The World Food Prize Foundation

First Ever Norman Borlaug Medallion Presented to His Majesty King Bhumibol Adulyadej of Thailand

09/18/2007

September 18, 2007 - World Food Prize Honors HM King Bhumibol Adulyadej of Thailand

“Development King” Receives Award from Former Iowa Governor
UPDATED: September 18, 2007

King Bhumibol Adulyadej of Thailand has received the first ever Dr. Norman E. Borlaug Medallion, awarded by the World Food Prize Foundation. The medallion was presented by Hon. Robert D. Ray, former Governor of Iowa, on July 23 at the Royal Palace in Thailand.

CLICK THE PLAY BUTTON ON THE VIDEO TO SEE THAI MEDIA COVERAGE OF THE PRESENTATION (Windows Media Player, 03:37)

The Dr.

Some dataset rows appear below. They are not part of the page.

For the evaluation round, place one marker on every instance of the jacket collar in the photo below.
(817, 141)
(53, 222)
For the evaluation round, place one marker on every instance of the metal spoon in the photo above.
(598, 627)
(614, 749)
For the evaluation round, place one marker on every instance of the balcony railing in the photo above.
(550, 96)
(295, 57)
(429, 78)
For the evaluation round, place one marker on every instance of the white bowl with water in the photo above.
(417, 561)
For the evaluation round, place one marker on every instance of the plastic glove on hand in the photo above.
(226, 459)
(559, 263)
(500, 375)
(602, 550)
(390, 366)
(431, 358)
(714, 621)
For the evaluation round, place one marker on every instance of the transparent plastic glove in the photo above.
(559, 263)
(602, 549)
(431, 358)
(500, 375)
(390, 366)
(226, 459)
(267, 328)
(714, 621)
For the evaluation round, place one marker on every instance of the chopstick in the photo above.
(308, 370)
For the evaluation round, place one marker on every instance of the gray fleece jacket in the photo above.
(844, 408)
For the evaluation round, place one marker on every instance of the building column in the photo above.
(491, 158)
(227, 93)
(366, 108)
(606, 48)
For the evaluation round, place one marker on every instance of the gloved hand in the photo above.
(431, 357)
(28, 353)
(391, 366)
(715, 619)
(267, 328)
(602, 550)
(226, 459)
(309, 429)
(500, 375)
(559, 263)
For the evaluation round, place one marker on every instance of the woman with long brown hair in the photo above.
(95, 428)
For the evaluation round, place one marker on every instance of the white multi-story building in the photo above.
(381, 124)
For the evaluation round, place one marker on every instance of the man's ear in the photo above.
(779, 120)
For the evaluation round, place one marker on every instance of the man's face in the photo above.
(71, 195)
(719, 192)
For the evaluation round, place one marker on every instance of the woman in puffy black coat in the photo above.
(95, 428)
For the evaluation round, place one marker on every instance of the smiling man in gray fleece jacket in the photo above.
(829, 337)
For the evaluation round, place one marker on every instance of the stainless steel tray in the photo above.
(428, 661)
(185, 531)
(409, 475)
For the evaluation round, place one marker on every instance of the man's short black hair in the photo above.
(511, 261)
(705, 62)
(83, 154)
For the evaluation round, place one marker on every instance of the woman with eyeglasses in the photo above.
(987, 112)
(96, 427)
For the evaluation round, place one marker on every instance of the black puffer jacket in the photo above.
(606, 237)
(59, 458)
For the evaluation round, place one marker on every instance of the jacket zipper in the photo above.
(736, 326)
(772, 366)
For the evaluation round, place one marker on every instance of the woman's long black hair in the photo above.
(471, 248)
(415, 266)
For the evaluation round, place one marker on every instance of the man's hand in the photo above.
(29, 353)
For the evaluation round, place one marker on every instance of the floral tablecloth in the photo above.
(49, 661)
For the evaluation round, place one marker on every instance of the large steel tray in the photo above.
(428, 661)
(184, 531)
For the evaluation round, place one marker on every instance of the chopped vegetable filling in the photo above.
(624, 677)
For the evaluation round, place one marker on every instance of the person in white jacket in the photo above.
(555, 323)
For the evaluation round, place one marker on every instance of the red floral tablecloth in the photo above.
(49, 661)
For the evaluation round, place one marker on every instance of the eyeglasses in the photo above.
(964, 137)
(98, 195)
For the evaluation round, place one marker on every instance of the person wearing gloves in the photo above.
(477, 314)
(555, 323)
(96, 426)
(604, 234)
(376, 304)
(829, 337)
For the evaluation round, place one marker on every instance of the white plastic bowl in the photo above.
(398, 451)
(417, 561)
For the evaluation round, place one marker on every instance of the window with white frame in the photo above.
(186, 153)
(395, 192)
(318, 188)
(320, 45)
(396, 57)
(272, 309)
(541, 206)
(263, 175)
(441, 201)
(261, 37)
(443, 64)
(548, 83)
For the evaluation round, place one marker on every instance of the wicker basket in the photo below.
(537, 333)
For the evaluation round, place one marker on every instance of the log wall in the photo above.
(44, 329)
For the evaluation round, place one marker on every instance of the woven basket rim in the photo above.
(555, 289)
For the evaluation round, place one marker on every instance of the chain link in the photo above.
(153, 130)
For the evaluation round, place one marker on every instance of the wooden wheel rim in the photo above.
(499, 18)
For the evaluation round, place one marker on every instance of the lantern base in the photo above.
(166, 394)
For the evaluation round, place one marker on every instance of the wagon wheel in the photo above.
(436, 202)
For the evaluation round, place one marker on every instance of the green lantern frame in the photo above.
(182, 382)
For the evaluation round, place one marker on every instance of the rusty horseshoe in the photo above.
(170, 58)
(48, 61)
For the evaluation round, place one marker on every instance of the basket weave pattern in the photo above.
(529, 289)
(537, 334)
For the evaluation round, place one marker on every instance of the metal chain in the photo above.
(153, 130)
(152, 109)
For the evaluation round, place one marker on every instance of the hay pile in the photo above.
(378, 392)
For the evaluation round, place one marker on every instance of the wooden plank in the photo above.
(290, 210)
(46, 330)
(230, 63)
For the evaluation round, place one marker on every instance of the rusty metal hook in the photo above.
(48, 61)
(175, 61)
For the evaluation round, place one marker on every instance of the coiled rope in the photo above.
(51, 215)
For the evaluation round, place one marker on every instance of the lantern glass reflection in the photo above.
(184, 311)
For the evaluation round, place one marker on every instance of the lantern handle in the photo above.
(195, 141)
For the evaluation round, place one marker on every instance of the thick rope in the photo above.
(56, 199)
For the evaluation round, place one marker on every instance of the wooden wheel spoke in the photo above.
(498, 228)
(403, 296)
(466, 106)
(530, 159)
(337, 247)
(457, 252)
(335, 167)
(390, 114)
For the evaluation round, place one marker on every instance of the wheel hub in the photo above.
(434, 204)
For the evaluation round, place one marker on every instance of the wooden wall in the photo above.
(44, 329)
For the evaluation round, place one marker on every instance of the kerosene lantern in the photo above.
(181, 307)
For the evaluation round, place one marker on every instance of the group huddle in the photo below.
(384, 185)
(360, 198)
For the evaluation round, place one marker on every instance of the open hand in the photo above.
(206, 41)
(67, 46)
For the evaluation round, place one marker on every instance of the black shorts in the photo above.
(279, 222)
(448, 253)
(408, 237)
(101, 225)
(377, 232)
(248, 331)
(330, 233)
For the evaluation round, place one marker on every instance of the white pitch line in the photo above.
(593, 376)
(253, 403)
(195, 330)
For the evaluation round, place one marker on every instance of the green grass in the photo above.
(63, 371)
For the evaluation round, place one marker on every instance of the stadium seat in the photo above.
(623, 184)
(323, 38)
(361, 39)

Norman E. Borlaug Medallion is intended as a special honor to be presented to individuals at the highest levels of the international world who would not normally be considered for the World Food Prize, but who have provided exceptional humanitarian service in reducing hunger and poverty. The medallion is named in honor of Nobel Peace Prize Laureate Dr. Norman Borlaug, who founded The World Food Prize in 1986.

“Since his accession to the throne in 1946, King Bhumibol has displayed an unwavering dedication to the well being of his subjects, and a deep concern that they have sufficient food and proper nutrition,” Ambassador Kenneth Quinn, president of the Foundation, said in announcing the award. “His Majesty’s commitment to his subjects has been reflected in the more that 2,000 Royal projects he has established throughout the Kingdom of Thailand, the first of which was initiated in 1952.”

Among these projects have been efforts to promote small-scale agriculture, the introduction of new agricultural technologies and the sustainable use of water. Beyond these projects, His Majesty has led other efforts to promote child health, combat iodine deficiency and increase access to education. Recognized in 2006 by the United Nations as the “Development King,” King Bhumibol’s projects have benefited millions of people across Thailand, with a particular focus on aiding ethnic groups and hill tribes in the mountain regions.

Dr. Borlaug has met with His Majesty in Thailand on previous occasions to discuss possible new approaches to agriculture. According to Quinn, this personal connection makes it appropriate that the King should be the first recipient of the award.

"Both Dr. Norman Borlaug and His Majesty King Bhumibol Adulyadej have committed their lives to uplifting the poor and hungry,” Quinn said.

Former Governor Ray led a special convey of World Food Prize officials to personally deliver the medallion to the King. Ray has a special connection to Southeast Asia, as in the late 1970s, Ray led his state in a successful effort to relocate thousands of refugees in Iowa. This effort was recognized by the Iowa Public Television documentary, "A Promise Called Iowa."

“I’ll never forget visiting Cambodian refugee camps in Thailand,” Ray said. “I was struck not only by the images of starving children, but also by the welcoming spirit of the Thai people in accepting their neighbors in need. This is a spirit epitomized by His Majesty. It is a great honor to be able to call upon the King and present him with this prestigious award.”


The bronze Dr. Norman E. Borlaug Medallion is based upon a sculpture by Danish artist Christian Petersen, whose works are featured prominently on the campus of Iowa State University, just a short distance from the World Food Prize headquarters in Des Moines, Iowa.